Mexico–Senegal relations are the diplomatic relations between the United Mexican States and the Republic of Senegal. Both nations are members of the Group of 15 and the United Nations.

History
In April 1960, Senegal obtained its independence from France. In 1961, Mexican President Adolfo López Mateos sent a presidential delegation of goodwill, led by Special Envoy Alejandro Carrillo Marcor and Delegate José Ezequiel Iturriaga, to visit Senegal and to pave the way for the establishment of diplomatic relations between both nations. On 10 May 1962, Mexico and Senegal established diplomatic relations.

In May 1975, Senegalese President Léopold Sédar Senghor paid a visit to Mexico. During his visit to Mexico, both nations signed agreements on cultural and scientific cooperation and an agreement on technical cooperation. In July 1975, Mexican President Luis Echeverría reciprocated the visit and paid a state visit to Senegal, becoming the first sitting Mexican President to visit Africa. 

In 1991, Mexico closed its embassy in Senegal and in 1993, Mexico opened an honorary consulate in Dakar. In March 2002, Senegalese President Abdoulaye Wade paid a visit to the northern Mexican city of Monterrey to attend the International Conference on Financing for Development. In November 2014, Mexican Foreign Undersecretary, Carlos de Icaza, travelled to Dakar to attend the Organisation internationale de la Francophonie conference, where Mexico was admitted as an observer to the organization. 

In 2017, both nations celebrated 55 years of diplomatic relations.

High-level visits
High-level visits from Mexico to Senegal
 Special Envoy Alejandro Carrillo Marcor (1961)
 Delegate José Ezequiel Iturriaga (1961)
 President Luis Echeverría (1975)
 Foreign Undersecretary Lourdes Aranda (2013)
 Foreign Undersecretary Carlos de Icaza (2014)

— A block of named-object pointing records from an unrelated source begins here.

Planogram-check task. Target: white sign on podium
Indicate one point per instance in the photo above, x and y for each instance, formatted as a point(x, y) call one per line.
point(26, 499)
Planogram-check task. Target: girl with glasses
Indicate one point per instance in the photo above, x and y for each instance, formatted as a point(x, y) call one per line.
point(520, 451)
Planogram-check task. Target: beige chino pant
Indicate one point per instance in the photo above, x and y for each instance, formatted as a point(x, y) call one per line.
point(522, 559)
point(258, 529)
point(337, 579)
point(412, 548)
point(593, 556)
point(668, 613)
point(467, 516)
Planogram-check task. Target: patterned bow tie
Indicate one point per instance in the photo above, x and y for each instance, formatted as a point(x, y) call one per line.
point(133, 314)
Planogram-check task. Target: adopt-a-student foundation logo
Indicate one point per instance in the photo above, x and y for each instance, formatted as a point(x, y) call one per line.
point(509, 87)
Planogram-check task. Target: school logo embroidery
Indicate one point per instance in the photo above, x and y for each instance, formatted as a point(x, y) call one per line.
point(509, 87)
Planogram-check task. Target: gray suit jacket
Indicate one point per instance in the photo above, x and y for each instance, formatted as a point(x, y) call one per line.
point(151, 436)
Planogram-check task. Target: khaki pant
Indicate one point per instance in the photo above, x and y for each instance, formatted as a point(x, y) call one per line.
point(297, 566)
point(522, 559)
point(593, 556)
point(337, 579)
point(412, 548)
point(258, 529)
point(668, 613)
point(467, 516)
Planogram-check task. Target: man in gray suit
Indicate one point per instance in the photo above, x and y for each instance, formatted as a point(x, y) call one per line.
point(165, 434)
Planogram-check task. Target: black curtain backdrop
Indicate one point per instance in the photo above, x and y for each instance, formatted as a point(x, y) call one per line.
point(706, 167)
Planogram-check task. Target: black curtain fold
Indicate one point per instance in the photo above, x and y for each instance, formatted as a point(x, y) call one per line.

High-level visits from Senegal to Mexico
 President Léopold Sédar Senghor (1975) 
 President Abdoulaye Wade (2002)
 Minister of State Djibo Leyti Kâ (2010)

Bilateral agreements 
Both nations have signed several bilateral agreements such as an Agreement on Cinematic Coproduction (1976); Agreement on Tourism (1976); Agreement on Cultural and Scientific Cooperation (1977) and an Agreement on Technical Cooperation (1977).

Trade
In 2018, trade between Mexico and Senegal totaled US$28 million. Mexico's main exports to Senegal include: machinery, electrical appliances for the sugar industry and machines for packaging liquids. Senegal's main exports to Mexico include: Ilmenite, zircon sands and molluscas. Senegal is Mexico's 153rd largest trading partner globally.

Diplomatic missions 
 Mexico is accredited to Senegal from its embassy in Rabat, Morocco. and maintains an honorary consulate in Dakar.
 Senegal is accredited to Mexico from its embassy in Washington, D.C., United States and maintains an honorary consulate in Mexico City.